43 一時の安堵と後悔(他者視点)
彼と彼女が再会して、2人が話せるように取り持った。
2人の間で話されている内容は気になったけど、できれば2人で話した方がいいと思っていたので、自身は離れていた。
遠目から見れば、2人は終始和やかそうだった。
こっちは面倒な対応をしていたので、その和やかさが少し羨ましい。
祝賀会でも二次会でも声をかけに行ったタイミングで、彼が彼女の手を握っていた。
彼女は通常運転で、彼は嬉しそうだった。
この2人の関係はいつも不思議だな。
彼女は翌日用事があるとのことで、早めに帰宅した。
彼女が去り際に珍しく「祈らない」ということを口にしたのは何だったのか?
でも彼も、穏やかな嬉しそうな顔でそれでいいと答えていたので、特に問題ないだろう。
彼女が去った後の彼は、すっきりしたような満たされたような表情をしていた。
彼女と会わせたのはやっぱり正解だった。
「ありがとう。」
彼が穏やかにお礼を言ってくれて、こっちも嬉しくなった。
彼と彼女の間のやり取りは気になるけど、今回の様子なら、また今度集まった時に彼女もいる場で聞いてみればいい。
とりあえず、彼は吹っ切れたように明るく笑っている。
昔の彼のようで、本当に嬉しかった。
また集まろうと皆で楽しく話してお開きになった。
彼も明るく笑っていた。
今までは彼と男性陣だけとか、彼女と何人かという集まりはあったけど、今度からはまた彼と彼女も揃って皆で集まることができると嬉しく思っていた。
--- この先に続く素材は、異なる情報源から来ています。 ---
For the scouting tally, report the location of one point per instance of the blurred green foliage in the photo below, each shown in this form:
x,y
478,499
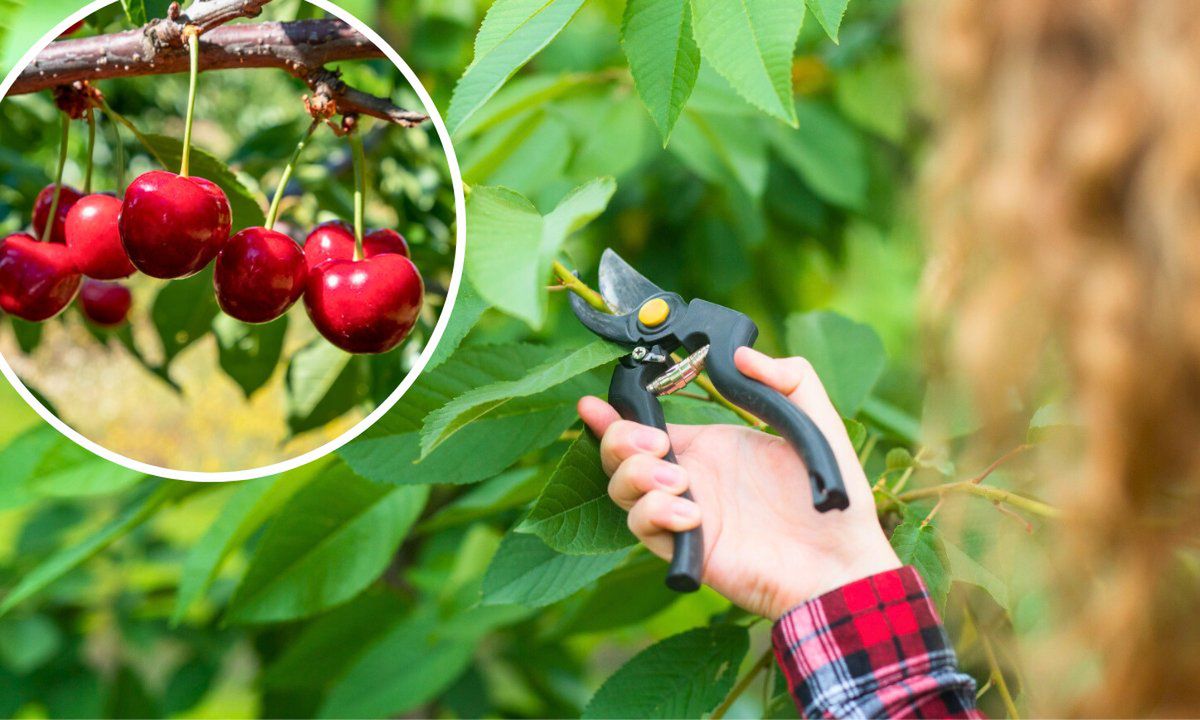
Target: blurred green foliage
x,y
461,559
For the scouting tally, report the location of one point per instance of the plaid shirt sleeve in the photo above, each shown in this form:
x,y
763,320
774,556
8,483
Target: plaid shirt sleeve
x,y
874,648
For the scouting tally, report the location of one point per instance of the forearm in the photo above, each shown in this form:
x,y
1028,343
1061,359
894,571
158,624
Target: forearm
x,y
874,648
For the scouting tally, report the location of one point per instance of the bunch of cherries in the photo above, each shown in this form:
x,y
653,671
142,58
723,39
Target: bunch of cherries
x,y
361,289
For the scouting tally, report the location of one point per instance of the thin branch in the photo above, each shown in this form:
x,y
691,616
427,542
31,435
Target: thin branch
x,y
301,48
983,491
995,673
761,664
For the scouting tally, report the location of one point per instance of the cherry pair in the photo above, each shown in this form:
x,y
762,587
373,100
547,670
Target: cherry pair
x,y
366,305
37,281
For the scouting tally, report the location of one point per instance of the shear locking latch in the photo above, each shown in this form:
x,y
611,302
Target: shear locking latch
x,y
679,375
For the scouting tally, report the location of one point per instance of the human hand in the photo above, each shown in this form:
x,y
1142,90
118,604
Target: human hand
x,y
766,547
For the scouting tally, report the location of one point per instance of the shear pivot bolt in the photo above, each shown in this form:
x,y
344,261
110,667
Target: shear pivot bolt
x,y
654,313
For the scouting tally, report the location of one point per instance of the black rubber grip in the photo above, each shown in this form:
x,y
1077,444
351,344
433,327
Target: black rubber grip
x,y
633,401
725,333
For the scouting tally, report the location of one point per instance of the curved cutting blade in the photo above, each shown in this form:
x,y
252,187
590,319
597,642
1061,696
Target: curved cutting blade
x,y
623,288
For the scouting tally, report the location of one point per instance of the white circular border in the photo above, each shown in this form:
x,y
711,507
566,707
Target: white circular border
x,y
435,339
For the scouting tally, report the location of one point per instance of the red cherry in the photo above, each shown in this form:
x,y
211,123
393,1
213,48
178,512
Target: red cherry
x,y
259,275
72,29
67,198
172,226
94,238
335,241
365,306
37,280
106,304
384,241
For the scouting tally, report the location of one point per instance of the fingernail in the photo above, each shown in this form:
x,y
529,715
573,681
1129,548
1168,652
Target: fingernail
x,y
648,439
670,477
685,510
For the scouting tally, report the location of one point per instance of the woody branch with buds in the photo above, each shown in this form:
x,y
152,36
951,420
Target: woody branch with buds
x,y
303,48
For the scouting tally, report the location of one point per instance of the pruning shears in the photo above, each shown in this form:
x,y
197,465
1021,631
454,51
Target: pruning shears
x,y
653,324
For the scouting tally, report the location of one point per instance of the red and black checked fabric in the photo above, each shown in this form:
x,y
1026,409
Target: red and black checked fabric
x,y
874,648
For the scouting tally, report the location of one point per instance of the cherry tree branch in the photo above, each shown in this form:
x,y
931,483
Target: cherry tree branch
x,y
301,48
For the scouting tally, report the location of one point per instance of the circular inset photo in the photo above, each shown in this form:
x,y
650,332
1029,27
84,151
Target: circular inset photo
x,y
229,234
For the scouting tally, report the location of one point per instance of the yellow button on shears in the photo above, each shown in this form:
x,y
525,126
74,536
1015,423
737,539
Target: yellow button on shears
x,y
654,313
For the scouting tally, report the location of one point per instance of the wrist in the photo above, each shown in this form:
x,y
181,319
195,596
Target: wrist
x,y
858,559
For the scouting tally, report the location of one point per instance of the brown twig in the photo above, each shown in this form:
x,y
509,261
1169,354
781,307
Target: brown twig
x,y
761,664
973,486
301,48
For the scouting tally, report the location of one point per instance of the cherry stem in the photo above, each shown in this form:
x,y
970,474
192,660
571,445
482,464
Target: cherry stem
x,y
91,151
193,45
360,189
119,151
64,141
142,138
273,215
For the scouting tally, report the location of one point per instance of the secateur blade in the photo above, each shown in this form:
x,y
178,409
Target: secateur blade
x,y
623,288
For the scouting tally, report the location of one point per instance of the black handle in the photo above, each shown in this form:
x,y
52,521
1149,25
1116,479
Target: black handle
x,y
725,333
633,401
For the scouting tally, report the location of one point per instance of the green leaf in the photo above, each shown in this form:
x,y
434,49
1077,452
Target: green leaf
x,y
328,544
77,553
183,312
136,11
857,432
468,307
966,569
504,492
323,384
720,148
527,571
574,514
29,642
513,33
19,461
898,459
849,357
413,663
876,96
139,11
244,203
514,245
447,420
241,516
67,471
519,99
663,57
684,676
921,546
751,42
43,463
329,645
610,131
827,153
627,595
828,13
388,453
249,353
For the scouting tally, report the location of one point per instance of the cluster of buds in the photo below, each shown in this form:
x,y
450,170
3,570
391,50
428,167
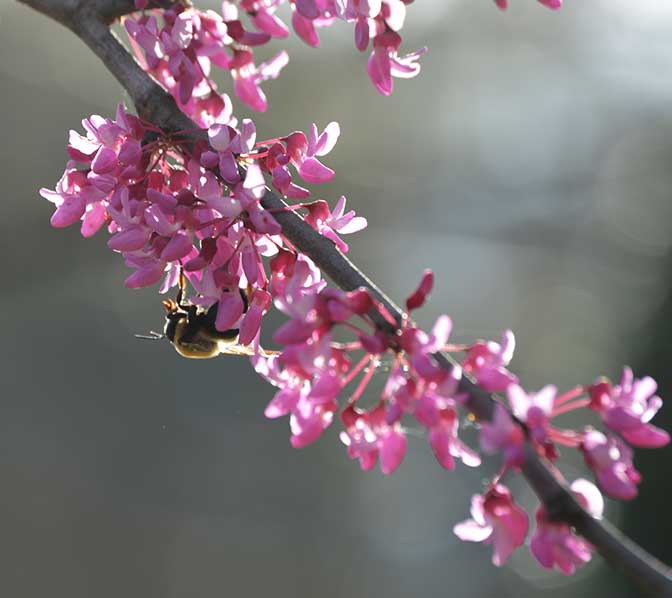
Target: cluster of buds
x,y
181,51
312,371
197,210
179,46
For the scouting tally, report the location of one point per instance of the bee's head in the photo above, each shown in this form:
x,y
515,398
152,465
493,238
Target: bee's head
x,y
174,317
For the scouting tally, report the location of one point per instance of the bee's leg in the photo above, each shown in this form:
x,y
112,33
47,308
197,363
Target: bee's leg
x,y
181,286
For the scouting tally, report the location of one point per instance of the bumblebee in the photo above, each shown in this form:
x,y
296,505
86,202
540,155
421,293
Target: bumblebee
x,y
192,331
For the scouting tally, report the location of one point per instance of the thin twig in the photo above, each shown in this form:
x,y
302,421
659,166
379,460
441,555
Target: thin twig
x,y
90,19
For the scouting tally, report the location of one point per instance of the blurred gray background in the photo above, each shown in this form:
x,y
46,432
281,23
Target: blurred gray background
x,y
528,165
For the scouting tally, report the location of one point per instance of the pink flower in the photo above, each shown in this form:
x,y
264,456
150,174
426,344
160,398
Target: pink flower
x,y
329,223
384,62
487,361
496,520
310,168
629,407
368,436
554,544
611,460
442,421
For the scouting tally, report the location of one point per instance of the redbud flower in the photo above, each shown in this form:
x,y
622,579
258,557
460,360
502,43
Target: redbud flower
x,y
554,544
629,407
369,435
329,223
487,361
611,460
496,520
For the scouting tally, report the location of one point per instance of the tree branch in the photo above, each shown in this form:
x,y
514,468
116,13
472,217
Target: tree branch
x,y
90,19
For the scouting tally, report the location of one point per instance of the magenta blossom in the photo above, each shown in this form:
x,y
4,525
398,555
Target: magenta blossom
x,y
611,460
554,544
629,407
496,520
369,436
329,223
487,361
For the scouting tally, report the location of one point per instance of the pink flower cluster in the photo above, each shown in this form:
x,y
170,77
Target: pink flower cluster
x,y
198,211
312,371
498,520
180,50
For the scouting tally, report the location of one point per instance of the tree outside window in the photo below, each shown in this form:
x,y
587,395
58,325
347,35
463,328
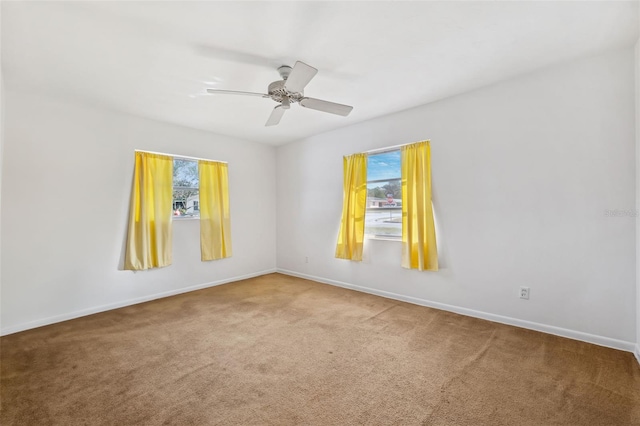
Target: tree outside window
x,y
185,188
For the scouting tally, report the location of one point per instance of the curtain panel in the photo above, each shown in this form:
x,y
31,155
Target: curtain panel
x,y
418,230
351,234
215,221
149,236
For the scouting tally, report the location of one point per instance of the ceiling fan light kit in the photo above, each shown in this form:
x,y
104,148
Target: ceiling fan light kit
x,y
290,90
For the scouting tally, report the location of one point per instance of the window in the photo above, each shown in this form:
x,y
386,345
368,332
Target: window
x,y
185,188
384,195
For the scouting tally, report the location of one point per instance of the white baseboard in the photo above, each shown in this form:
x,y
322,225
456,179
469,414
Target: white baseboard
x,y
563,332
102,308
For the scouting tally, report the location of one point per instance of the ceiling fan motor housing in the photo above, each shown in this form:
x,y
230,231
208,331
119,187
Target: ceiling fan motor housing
x,y
278,92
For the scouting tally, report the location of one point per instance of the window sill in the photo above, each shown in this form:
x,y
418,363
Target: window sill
x,y
382,238
181,218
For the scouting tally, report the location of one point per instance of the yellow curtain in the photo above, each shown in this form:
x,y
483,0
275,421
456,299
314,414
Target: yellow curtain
x,y
418,231
351,235
215,221
149,235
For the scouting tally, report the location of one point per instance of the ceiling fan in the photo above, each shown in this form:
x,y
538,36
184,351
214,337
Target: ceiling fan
x,y
290,90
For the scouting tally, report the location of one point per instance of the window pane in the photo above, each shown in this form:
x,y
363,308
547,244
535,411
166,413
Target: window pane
x,y
384,195
185,188
383,166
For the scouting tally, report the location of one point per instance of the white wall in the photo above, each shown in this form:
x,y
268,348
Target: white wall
x,y
523,172
637,79
65,195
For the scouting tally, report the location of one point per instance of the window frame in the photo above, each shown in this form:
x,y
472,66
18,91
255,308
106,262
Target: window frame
x,y
190,216
384,237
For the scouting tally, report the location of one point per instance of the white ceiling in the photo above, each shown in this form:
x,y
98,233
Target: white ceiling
x,y
155,59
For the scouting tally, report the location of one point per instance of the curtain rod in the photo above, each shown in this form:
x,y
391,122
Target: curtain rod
x,y
391,148
185,157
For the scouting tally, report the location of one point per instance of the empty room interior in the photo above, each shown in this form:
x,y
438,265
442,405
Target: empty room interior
x,y
331,213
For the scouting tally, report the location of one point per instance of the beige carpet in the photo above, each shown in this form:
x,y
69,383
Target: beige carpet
x,y
277,350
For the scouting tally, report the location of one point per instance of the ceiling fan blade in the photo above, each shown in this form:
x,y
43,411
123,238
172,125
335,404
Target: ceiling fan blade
x,y
300,76
325,106
275,116
235,92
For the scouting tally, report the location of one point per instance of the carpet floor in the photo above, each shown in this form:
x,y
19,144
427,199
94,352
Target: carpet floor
x,y
278,350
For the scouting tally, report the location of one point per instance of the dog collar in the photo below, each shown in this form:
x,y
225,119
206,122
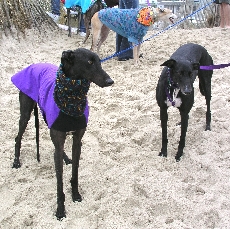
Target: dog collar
x,y
145,16
70,95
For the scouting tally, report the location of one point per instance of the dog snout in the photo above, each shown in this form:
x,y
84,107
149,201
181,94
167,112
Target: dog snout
x,y
187,90
109,82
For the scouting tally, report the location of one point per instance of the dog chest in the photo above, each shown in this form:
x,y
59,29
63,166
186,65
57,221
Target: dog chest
x,y
38,82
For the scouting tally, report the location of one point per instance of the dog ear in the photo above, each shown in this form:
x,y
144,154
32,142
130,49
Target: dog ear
x,y
196,66
67,57
169,63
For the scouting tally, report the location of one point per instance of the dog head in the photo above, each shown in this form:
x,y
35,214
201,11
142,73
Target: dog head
x,y
183,73
165,15
84,64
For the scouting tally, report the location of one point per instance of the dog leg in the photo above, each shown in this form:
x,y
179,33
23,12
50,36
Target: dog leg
x,y
164,120
184,126
76,152
136,53
26,106
58,139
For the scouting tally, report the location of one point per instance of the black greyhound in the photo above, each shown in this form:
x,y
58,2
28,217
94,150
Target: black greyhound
x,y
61,96
175,88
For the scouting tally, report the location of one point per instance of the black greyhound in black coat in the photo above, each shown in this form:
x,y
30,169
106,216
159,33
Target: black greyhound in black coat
x,y
175,88
79,68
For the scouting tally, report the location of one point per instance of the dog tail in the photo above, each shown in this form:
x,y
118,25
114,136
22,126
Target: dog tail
x,y
37,130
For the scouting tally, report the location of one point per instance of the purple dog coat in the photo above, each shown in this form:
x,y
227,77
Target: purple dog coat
x,y
38,82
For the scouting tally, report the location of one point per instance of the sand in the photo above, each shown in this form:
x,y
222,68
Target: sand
x,y
123,181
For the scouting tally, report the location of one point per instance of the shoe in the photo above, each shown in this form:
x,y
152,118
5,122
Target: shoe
x,y
82,34
55,17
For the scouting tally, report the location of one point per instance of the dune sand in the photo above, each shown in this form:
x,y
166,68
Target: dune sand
x,y
123,181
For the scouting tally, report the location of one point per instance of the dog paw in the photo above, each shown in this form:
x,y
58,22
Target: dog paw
x,y
76,197
207,127
16,164
177,158
162,154
60,214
後悔でしかないけど、この日何の話をしたのか、聞くべきだった。
あんなことになるなら、本当にこの日に聞くべきだったんだ。
彼女は、何を知っていようと相手が望まないなら決して語らない。
彼に聞けるのは、恐らく自分だけだった。
また昔のように彼と彼女と3人で話したりできると喜んでいた自分は、完全に蚊帳の外だった。
今思い返せば、彼女は次を約束しなかった。
彼も次を口にしなかった。
酔っていたとは言え、それに違和感を感じるべきだったのだ。